Besides, four years is nothing in statistical terms. If stock markets had slumped for a few years from 2016 then maybe this mini-bond lark would have looked superficially savvy.
But that brings me to the final point – which is that I owe my brush with mini-bond success to a fair dollop of luck.
Because several of my mini-bonds would have suffered in the coronavirus era. And I know at least one of my former investments has gone bust!
Roll the start of my experiment along by just one year – or see somebody getting intimate with a bat in Wuhan a year earlier – and my results would have been far less satisfactory.
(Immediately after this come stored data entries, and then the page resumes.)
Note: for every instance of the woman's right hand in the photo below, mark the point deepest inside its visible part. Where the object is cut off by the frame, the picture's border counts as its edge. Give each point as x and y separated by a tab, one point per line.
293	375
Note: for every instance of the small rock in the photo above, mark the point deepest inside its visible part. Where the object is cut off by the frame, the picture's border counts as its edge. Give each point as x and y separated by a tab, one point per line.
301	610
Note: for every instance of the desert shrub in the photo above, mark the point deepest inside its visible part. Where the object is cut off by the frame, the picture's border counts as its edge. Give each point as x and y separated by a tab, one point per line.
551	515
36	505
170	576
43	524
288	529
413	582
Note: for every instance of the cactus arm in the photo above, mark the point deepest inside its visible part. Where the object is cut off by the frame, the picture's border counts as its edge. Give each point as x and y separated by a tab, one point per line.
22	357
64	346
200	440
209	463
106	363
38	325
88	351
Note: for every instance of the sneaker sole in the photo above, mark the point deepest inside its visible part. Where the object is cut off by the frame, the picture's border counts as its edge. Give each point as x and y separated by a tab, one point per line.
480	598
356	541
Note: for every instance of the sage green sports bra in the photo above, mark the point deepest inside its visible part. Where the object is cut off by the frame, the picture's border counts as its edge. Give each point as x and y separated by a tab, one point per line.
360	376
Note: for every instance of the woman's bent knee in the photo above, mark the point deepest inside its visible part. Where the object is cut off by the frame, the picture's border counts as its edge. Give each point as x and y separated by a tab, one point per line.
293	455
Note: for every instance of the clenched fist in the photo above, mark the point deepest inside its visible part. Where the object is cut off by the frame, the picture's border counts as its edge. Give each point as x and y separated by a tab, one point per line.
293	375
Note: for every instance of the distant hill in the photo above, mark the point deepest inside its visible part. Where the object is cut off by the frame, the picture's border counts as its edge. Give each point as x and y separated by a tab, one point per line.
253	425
Plenty of people have seen [13] their mini-bonds fail [14], even without a miserable global pandemic to finish them off. Many bust mini-bonds were dubious-looking financial issues that I wouldn’t ever have touched… but not all of them.
I Should Coco
We are never likely to get useful long run mini-bond data over many economic cycles.
Mini-bonds, at least in their UK incarnation, were a product of their time. A moment fostered by low interest rates, a temporary scarcity of bank funding for small businesses, and new Internet-enabled platforms that could market the mini-bonds effectively and cheaply to a wide audience.
However the Financial Conduct Authority permanently banned [15] marketing mini-bonds to retail investors in June 2020.
I qualify as a sophisticated investor, and I could invest again in mini-bonds if I wanted to.
But I’m sufficiently sophisticated to know I shouldn’t!
The best takeaway from this investment fad was probably the fancy coffee.